Grâce au développement de l’architecture gothique, les ouvertures occupent davantage de place. La tonalité des vitraux peut alors s’intensifier et la palette du peintre-verrier se diversifier.

Les fenêtres à portée de vue racontent des épisodes  de la vie du Christ et de celle des Saints. Au contraire, les fenêtres hautes présentent de grands personnages tels que la Vierge, les apôtres…

Les premières « grandes roses » apparaissent sur les façades de Notre-Dame de Paris, Chartres…

 

Au XIVème siècle

On assiste à l’amélioration de la qualité du « verre blanc » qui peut désormais être totalement clair et translucide. L’incolore se développe sous l’influence de la pensée cistercienne et franciscaine.

 

Au XVème siècle

La gamme de couleur compte désormais du violet et la célèbre sanguine, sorte de brun-rouge qui améliore la technique de la grisaille en permettant d’autres effets. Le camaïeu est très utilisé.

Dans l’évolution du style, on constate un perfectionnement des règles de la perspective, du sertissage en chef d’œuvre et de la gravure.

Le sertissage en chef d’œuvre désigne l’incrustation d’un verre, souvent rond, tenu par un plomb, à l’intérieur d’un autre verre plus grand et de couleur différente.

C’est un travail extrêmement délicat, il permet au compagnon d’obtenir sa maîtrise, d’où le nom de chef d’œuvre. Ce procédé permet de dessiner les blasons des donateurs ou encore le décor des vêtements.

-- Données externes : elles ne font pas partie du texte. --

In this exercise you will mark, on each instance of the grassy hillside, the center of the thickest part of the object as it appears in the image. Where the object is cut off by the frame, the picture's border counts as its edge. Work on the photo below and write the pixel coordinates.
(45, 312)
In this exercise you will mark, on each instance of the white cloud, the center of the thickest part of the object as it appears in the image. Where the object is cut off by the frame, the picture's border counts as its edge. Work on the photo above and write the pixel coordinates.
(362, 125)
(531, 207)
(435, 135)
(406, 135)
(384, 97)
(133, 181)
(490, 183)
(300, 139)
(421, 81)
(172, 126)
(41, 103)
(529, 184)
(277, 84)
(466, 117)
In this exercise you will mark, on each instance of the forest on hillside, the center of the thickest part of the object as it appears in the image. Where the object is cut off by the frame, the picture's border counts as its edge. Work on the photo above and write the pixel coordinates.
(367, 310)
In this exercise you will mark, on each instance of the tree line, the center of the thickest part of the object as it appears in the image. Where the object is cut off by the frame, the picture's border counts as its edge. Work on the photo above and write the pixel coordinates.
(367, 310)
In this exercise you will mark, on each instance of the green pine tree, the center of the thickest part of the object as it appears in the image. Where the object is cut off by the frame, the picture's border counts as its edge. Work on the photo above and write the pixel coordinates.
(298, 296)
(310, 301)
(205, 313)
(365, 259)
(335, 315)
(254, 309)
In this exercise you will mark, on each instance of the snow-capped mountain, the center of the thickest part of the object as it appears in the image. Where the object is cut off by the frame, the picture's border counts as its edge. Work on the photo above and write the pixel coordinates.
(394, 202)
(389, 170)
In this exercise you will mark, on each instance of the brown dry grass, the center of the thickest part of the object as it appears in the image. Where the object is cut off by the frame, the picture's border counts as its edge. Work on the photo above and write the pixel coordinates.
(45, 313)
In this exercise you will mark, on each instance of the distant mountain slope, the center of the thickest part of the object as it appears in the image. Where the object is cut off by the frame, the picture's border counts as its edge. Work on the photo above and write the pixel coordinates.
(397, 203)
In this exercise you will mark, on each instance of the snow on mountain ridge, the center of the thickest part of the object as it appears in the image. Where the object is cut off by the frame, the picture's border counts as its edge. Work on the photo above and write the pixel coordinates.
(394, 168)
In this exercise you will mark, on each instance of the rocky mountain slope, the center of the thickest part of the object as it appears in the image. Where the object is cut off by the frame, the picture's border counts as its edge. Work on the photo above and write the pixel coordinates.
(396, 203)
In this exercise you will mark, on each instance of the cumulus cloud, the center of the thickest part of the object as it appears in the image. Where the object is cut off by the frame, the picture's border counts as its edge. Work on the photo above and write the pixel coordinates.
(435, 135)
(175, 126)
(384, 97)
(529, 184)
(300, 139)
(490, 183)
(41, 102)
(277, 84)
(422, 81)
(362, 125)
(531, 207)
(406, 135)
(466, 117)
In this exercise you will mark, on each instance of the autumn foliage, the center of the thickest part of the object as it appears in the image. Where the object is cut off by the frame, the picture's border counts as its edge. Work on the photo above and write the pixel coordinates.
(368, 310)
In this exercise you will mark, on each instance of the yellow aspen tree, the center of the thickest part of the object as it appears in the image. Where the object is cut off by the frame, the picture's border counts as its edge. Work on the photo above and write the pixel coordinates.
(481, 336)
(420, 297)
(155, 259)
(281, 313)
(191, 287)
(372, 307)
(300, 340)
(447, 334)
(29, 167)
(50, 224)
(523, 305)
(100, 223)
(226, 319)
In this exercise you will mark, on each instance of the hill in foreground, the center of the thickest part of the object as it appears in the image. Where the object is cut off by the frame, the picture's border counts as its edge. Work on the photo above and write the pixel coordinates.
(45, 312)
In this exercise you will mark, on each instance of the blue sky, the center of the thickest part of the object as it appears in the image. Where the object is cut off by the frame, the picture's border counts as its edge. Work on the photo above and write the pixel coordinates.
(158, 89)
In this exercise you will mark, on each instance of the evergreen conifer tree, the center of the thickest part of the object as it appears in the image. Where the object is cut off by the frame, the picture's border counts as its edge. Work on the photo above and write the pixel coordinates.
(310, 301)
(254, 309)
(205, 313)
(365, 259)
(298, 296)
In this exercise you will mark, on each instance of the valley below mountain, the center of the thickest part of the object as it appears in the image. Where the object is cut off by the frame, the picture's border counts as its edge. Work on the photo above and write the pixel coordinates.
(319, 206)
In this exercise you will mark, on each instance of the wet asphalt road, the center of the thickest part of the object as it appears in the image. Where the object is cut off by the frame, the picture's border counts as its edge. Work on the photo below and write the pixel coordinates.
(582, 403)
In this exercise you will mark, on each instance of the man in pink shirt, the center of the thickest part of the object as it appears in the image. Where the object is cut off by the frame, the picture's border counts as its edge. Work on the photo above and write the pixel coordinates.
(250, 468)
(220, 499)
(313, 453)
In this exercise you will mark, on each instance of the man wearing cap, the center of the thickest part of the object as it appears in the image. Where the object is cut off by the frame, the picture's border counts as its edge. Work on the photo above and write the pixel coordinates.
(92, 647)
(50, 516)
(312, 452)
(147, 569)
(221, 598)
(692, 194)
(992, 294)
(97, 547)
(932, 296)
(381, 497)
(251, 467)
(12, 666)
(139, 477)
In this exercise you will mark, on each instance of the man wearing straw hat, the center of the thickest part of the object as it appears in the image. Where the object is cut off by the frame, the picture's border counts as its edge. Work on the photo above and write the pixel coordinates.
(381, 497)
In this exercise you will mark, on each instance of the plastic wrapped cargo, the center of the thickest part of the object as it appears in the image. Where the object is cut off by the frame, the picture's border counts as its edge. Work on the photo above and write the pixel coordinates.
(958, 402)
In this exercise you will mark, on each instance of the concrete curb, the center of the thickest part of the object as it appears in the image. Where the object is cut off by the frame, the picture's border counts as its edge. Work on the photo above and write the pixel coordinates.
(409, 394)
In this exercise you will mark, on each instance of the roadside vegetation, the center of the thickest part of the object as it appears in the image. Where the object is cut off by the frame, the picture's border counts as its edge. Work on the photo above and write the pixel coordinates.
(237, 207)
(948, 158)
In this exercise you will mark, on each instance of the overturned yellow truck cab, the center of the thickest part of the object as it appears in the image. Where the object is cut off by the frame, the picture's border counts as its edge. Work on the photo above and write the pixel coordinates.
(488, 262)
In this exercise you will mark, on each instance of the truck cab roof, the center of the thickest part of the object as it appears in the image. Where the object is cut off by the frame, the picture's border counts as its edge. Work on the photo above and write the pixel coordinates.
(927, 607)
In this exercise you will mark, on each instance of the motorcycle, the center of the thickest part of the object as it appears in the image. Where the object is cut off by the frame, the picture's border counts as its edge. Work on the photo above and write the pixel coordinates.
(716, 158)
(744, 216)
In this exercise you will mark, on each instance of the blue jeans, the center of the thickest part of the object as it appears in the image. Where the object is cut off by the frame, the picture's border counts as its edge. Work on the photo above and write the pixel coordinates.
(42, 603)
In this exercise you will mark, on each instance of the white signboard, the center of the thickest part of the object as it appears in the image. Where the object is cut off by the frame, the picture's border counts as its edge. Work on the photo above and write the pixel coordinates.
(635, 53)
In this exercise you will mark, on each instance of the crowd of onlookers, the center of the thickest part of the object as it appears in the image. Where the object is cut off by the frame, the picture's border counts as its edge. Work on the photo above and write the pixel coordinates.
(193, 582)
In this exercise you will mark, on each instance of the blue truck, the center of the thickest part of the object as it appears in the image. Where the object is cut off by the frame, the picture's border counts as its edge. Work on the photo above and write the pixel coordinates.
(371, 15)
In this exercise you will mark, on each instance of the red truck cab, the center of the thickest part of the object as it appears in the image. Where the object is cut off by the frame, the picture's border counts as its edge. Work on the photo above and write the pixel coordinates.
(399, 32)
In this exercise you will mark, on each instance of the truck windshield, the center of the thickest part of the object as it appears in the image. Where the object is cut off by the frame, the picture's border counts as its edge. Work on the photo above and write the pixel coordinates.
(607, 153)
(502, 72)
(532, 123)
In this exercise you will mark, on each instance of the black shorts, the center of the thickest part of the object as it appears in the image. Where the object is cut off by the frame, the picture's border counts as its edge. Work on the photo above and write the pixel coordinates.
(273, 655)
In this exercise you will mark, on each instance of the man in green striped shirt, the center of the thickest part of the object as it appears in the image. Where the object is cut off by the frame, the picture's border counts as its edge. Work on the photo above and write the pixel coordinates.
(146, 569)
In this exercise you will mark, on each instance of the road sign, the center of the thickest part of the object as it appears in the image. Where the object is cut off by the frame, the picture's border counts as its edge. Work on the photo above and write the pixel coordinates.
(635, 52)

A cette époque, l’utilisation du papier se développe ainsi que la technique de l’estampe. Les estampes s’échangent facilement entre pays, l’iconographie subira alors cette influence venue d’ailleurs.

 

A la Renaissance, XVIème siècle

Le décor et le goût italien sont très prisés. Les scènes et les visages deviennent de plus en plus réalistes, les formes de plus en plus précises et les couleurs de plus en plus nuancées.   

 

Au XVIIème siècle

Le besoin de clarté s’accommode avec l’art classique, le goût va aux vitres branches ornées.

 

Au XVIIIème siècle

Le vitrail de couleur est totalement banni.

 

Au XIXème siècle

Le vitrail décoratif refait surface. Il donne naissance à de véritables entreprises industrielles…Le vitrail, standardisé se vend même sur catalogue…

La peinture française est en pleine expansion, cependant ce n’est pas le cas du vitrail, il reste à part, cantonné dans un pastiche dénué de toute créativité.

C’est à l’arrivée du mouvement Art nouveau que le vitrail va redevenir un art vivant.

 

Au XXème siècle

Afin de s’opposer au vitrail commercial, des Atelier d’Arts Sacrés sont instaurés en France dès 1920.

 

Le vitrail contemporain

En France, au cours des dernières années, le vitrail a pris un grand essor. Cela lui a permis d’être redécouvert dans les années 1990.

En France toujours, la plupart des vitraux contemporains se trouvent dans les édifices religieux. A contrario, en Angleterre ou aux Etats-Unis, ils se développent dans le domaine profane.

Cependant, les impulsions qui ont émané de l’Eglise, vers le milieu du siècle,  ont permis au vitrail français d’occuper une place au premier rang dans l’histoire de la création artistique contemporaine.

En France, les pères dominicains COUTURIER et REGAMEY ont réussi à démocratiser l’art moderne au cœur du domaine religieux. Ils ont alors inspiré par exemple MATISSE à la Chapelle du Rosaire à Vence dans les Alpes-Maritimes, LEGER à l’église du Sacré-Cœur d’Audincourt dans le Doubs.

Ce succès va s’exporter également en Allemagne et en Suisse.

>LA TECHNIQUE DU VITRAIL

La technique du vitrail est très ancienne, elle a peu changé depuis le Moyen-Âge. A cette époque on utilisait des vergettes de plomb pour enchâsser des morceaux de verre à la place des châssis de bois.

Au Moyen-Âge, le vitrail est réalisé sur une table avec du lait de craie. On trace ensuite des lignes avec de la cendre et on lubrifie la future coupe avec de la salive. Enfin, on coupe au fer chauffé à blanc en créant un choc thermique.

Au cours du XVIème siècle, elle a connu quelques améliorations. Par exemple, pour la coupe du verre, le diamant  remplace la tige chauffée au rouge jusqu’aux années 1950.  Depuis, le carbure de Tungstène remplace le diamant. C’est une combinaison de carbone et de Tungstène, qui est un métal de transition issu d’un minerai.